Actually the 1/3 power continuous power test is a lot harder on an amplifier than continuous full power operation.
At full power most of the heat is dumped into the load, not into the amplifier. At 1/3 power most of the heat is dumped back into the amplifier.
The old FTC test standard came about because of wildly inflated "brown box" commercial gear of the time, some advertising 1000 watts peak power with little sold state amplifier built into the furnature like coffins that only put out 10 watts or so real. The 1/3 power test was simply picked out of thin air without an understanding that it was actually near worst case operation, and not like real world use conditions at all. Many companies with quality products had to change their products. Crown, for example with their battleship like 300 amplifier moved the thermal protection breakers from the transistors themselves to far away out on the heat sinks, so they would not trip as fast. The amplifier never did have any power or heat problems, but the rules meant they had to remove protection for the user. It was a bad regulation. Bob Tucker of Dynaco did a major white paper on the subject. Even the old Dyna St-70 tube amp had to be downrated in power because of it.

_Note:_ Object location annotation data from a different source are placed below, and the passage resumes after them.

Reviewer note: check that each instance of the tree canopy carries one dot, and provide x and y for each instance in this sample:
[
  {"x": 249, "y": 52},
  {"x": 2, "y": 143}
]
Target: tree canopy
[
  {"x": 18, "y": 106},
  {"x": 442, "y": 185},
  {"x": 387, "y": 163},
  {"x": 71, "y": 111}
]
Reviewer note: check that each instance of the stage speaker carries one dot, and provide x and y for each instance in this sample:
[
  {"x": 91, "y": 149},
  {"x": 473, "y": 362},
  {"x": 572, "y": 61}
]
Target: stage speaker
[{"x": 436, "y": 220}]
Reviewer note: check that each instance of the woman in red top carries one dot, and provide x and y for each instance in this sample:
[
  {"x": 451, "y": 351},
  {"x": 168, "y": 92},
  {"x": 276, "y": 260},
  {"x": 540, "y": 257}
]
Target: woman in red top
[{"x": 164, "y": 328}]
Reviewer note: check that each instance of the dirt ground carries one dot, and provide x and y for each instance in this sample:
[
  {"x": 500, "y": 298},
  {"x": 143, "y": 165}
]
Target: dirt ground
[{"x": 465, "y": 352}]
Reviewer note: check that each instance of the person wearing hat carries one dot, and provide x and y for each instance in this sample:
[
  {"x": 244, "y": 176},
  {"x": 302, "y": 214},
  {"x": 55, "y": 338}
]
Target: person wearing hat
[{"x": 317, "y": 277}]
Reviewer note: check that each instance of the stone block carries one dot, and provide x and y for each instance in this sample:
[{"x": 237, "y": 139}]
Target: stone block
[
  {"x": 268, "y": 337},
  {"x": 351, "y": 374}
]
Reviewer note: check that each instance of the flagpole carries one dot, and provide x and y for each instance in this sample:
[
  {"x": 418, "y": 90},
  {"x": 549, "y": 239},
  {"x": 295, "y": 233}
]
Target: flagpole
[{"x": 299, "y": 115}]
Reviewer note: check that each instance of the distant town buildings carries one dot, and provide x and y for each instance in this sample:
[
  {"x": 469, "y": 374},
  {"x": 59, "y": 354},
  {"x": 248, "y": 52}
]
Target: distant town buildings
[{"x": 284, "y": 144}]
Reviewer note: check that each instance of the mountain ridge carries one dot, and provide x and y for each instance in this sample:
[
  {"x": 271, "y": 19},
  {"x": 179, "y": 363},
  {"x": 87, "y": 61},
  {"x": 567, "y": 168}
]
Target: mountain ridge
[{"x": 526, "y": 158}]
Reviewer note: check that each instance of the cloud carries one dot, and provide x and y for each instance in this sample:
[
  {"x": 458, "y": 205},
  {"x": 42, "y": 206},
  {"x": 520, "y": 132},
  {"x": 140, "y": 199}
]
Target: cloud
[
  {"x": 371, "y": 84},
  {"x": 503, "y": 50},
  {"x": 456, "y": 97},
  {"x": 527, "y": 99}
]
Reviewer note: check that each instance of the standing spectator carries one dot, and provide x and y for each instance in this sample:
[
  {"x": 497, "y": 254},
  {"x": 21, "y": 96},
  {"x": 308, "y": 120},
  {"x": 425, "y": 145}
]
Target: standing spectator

Bob Carver, as I understand it, got around the rules because his little cube was designed to run with the small amp section at near full power under 1/3 power test conditions, with the high power mode essentially turned off, so a big heat sink was not required, just enough needed for the 5 minute full power end test, starting when it had not been heated up with the worse case 1/3 power preconditioning.
In recent years, I doubt if there has been any enforcement of these rules as they were pretty well understood to not be very useful.
We have never provided thermal shutdown circuits on new AVA amplifiers because we have never had a reported case of output circuit damage that was overheating related. In our vigorous 1/3 power testing here, we note that the output transistor cases always stay within the manufacturer's safe operating range, and more important yet, the thermal gradient between the output cases themselves and the very end of the heat sink fins is very small, indicating that the heat sinks are doing an excellent job of pulling the heat out of the devices and dumping it into the air. The heat sinks themselves are "striated" (many small grooves) which nearly doubles their effective size.
But in any event, don't worry if your own amplifier (whatever brand) flunks a pre-conditioning test, it is not a real world situation and likely has no good correlation to the unit's actual audio performance.
Now advertised power for car radios and multi-channel surround sound systems, well that is a different tale entirely, and subject to more thought on a quiet rainy day when I have nothing better to expand on.